Here we have another addition to a personal project. This time around I met with a woman who practices and teaches Japanese flower arrangement, or ikebana (生け花) as it is known in Japanese.
The location for this set of photos was an old house located on a quiet back street of an older area of Tokyo. It was a fairly small home situated in the kind of area that requires precision driving down narrow streets and around seemingly impossible turns to reach. If you've ever walked off any main road in Tokyo, or anywhere else in Japan for that matter, you probably know the kind of streets of which I speak.
The house may have lacked in accessibility and size, but being the old structure that it was, it had no shortage of charm and atmosphere. I could have easily spent an entire day, or longer, inside finding and creating new images.
Unfortunately, time was limited. As such it was necessary for me to also limit the number of places I would use as a backdrop. As a result, I only made use of a front sitting room and a small traditional Japanese side room regularly used for teaching and practicing ikebana.
After choosing my two locations, I set upon figuring out the framing for each of my intended shots. It became quickly apparent though that I was going to have to remove some distractions from cluttered rooms. There was simply more in the rooms than necessary; all of it would only take away from the photo and distract from the subject. So, I moved out every piece of furniture, every decoration, and every knick-knack that didn't contribute to the image I had in mind.
When it comes to including elements in my photos, I generally adhere to the words of Antoine de Saint Exupéry. As he put it, "perfection is attained not when there is nothing more to add, but when there is nothing more to remove." The absolute minimum necessary to convey a message or idea is all that is required for a photo. Anything more can be a needless distraction.

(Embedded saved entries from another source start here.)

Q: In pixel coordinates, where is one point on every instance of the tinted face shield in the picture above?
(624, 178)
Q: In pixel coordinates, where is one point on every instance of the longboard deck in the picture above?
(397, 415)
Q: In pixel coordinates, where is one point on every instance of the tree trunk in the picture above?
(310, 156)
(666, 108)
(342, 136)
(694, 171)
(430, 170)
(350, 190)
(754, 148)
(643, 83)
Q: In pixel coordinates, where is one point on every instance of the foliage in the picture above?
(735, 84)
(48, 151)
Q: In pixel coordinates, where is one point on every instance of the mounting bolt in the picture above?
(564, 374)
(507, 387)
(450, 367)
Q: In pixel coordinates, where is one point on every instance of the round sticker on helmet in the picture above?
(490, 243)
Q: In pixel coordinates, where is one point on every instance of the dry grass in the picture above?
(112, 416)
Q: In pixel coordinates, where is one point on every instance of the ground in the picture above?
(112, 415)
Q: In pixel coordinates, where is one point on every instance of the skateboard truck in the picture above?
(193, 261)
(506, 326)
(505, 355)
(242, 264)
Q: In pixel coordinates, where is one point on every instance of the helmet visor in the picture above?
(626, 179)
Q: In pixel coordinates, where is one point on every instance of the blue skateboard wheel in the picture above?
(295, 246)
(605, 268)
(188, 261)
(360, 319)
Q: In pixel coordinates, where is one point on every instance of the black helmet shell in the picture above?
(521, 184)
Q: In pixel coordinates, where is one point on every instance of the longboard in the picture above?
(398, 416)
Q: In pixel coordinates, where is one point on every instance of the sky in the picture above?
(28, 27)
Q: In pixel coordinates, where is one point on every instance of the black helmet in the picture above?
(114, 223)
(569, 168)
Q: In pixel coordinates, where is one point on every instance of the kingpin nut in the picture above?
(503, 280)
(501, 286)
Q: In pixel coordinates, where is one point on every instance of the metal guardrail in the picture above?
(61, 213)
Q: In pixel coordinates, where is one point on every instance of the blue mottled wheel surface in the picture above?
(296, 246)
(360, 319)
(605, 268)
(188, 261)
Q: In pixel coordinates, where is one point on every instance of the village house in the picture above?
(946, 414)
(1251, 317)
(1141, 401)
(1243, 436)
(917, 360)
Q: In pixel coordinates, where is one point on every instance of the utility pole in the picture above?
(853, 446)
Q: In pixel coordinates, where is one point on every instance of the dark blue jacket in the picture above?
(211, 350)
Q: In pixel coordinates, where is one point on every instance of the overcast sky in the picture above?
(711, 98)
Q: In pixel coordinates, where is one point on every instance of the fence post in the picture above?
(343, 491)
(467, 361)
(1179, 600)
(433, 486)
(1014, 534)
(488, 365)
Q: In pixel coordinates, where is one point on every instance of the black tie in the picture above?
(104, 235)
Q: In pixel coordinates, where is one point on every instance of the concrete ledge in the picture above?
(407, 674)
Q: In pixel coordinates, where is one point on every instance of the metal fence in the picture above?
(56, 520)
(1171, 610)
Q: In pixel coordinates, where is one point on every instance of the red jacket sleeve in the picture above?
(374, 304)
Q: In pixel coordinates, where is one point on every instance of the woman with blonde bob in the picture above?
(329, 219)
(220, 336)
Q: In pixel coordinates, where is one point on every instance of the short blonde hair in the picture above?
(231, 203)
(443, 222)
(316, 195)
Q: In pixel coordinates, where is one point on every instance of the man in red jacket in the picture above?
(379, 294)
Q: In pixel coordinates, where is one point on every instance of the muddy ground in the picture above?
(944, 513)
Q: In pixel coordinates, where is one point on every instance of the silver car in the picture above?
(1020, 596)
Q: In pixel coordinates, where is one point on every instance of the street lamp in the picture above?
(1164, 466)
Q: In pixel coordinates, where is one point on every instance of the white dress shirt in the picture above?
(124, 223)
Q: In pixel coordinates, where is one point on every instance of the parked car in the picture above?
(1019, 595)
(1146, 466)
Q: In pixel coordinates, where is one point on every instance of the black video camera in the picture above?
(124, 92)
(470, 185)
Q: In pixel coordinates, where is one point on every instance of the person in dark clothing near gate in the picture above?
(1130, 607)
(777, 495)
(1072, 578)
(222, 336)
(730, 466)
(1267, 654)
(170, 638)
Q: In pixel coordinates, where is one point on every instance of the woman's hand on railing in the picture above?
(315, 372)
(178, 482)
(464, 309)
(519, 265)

Next up was the lighting. I had been hoping for some sun on the day of the shoot to help add to the ambiance of the rooms. No such luck though. As most often seems to be the case, I was once again left with the need to create my own sunlight. Although, this is easily enough accomplished with some thoughtful placement of lights and a bit of orange gel. The problematic part was setting up the flashes outside the house in a way that they would be able to receive the optical signal to fire from the camera inside the house. After a bit of maneuvering and a few compromises with placement, I was able to get the flashes to fire consistently and have my "sunlight" enter through the windows in a suitable manner.
With the composition and the lighting set, it was all about working with the subject to create the images. This of course has its own set of challenges, which are far too numerous to go into here.
The limitations and challenges I commonly encounter during a shoot can be mild frustrations for sure, but they are nevertheless important parts of the game. They force me to think more creatively and learn new solutions to problems that I am only likely to run into again and again.
When the challenges and limitations aren't there, neither is the opportunity for personal and professional growth.
Plus, it's never as fun when everything goes as planned.